News Item: Laconia Bike Week Fatal Accidents
(Category: Biker News)
Posted by
Sunday 18 June 2006 - 20:00:49

Laconia – In a week that has seen more motorcycling vacationers dead on the roads of New Hampshire than U.S. soldiers dead on the streets of Baghdad, the coordinator of the New Hampshire Highway Safety Agency sees a common thread in most of the nine deaths.

"It's the center line," Peter Thomson said.

"People are crossing over that center line on corners and colliding head-on," he said, "and they are often on their way to Laconia."

Charlie St. Clair, executive director of Laconia Rally and Race Association, said he has been starting conversations with bikers by making the analogy that the center line is "radioactive:" Cross it, even with just the handlebars, and you risk death.

Thomson had been looking forward to a safe Bike Week on New Hampshire's roads. He began a welcoming reception by noting the state had only seen two fatal motorcycle accidents this year, compared to four going into last year's Bike Week.

"I hope we can end the week with that number," he said.

Weirs Beach in Laconia was packed yesterday as motorcylists and fans cruised in. (THOMAS ROY)
But that same day, three bikers were killed in a crash in Stoddard. And while he was out of state at safety conference last week, Thomson's office was having a hard time keeping him up to date on the growing list of fatal accidents.

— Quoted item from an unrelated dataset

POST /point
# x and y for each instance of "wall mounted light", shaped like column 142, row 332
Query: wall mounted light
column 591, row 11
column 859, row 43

By daylight yesterday, the death toll had risen to nine after a Connecticut man went off the road and hit a tree early Saturday in Dorchester.

Crowds down, death toll up
This year's nine deaths equals the 2004 Bike Week total. In 2003, there were only nine motorcycle deaths all year, but five were during Bike Week. Last year, the total death toll for bikers was 42, but only three were during Bike Week.

"Over the last five years (the rally death toll) has run from a low of five to a high of nine. We are approaching the high side of the fatalities," Thomson said yesterday morning.

This year's attendance, hampered by poor weather early on, has been considered low.

"Unfortunately, when we have many bikers coming into the area as well as many spectators in automobiles, we run the risk of having these kinds of fatalities," Thomson said.

"I don't think (Bike Week) is something we should stop doing," he said. "We need to be more vigilant in what we are doing — everyone. Both motorists and motorcyclists have to be aware of each other, particularly in these high-density situations."

Police say crossing the center line into oncoming traffic has been a factor in six of the nine deaths and in a number of other serious accidents.

"When you hit head-on, both at 40 miles an hour, that is an 80-mile-an-hour crash," Thomson said.

In Bike Week related accidents in Stoddard, Wolfeboro, Thornton, and Danbury, alcohol was not considered a factor, but the yellow line was.

Thomson said an attitude issue comes into play for riders on their way to Bike Week. "The people who are coming are anxious to get here. They have traveled many miles are tired and tense about getting to their destination."

And they are also often on unfamiliar, winding back roads.

At Weirs Beach, bikers said they were all aware of the number of fatalities, and it was a common topic of conversation.

In Baghdad this week, the Department of Defense reported no fatalities. In New Hampshire, it was looking like a war zone.

More bikes
Before 2004, Bike Week only had a smattering of fatal accidents, Thomson said.

"There were a few years prior to that when it was higher than nine, but not normally," he said.

Some factors he and riders cited include the increasing popularity of motorcycling, the demographic change toward older riders, and the fact that few take motorcycle safety courses.

Motorcycle registrations in New Hampshire have been increasing by about 5 percent a year, to about 65,000, Thomson said. The state is known as having the most motorcycles per capita in the United States.

Of the 27 motorcyclists killed in 2004, only one had taken the safety course. Of the 42 who died in 2005, no more than three had taken the course, which spans three days.

"It is pretty clear to us that taking that course and learning how to handle the motorcycle is important," Thomson said.

A few states require such a class before taking the motorcycle driver's test. But while statistics such as this might get the Legislature to consider mandatory classes in New Hampshire, Thomson said, there is a problem with capacity.

"We already have waiting lists," he said. "And that is not going to cure the issue with out-of-staters coming in."

The state did recently change a law so that if you take the motorcycle test and fail it twice, you are required to take the three-day motorcycle training course.

Thomson said helmet use isn't the issue, even though in most cases of fatal crashes this week, bikers were not wearing them.

"Hitting a tree at 70, (a helmet) is not going to make a difference," he said.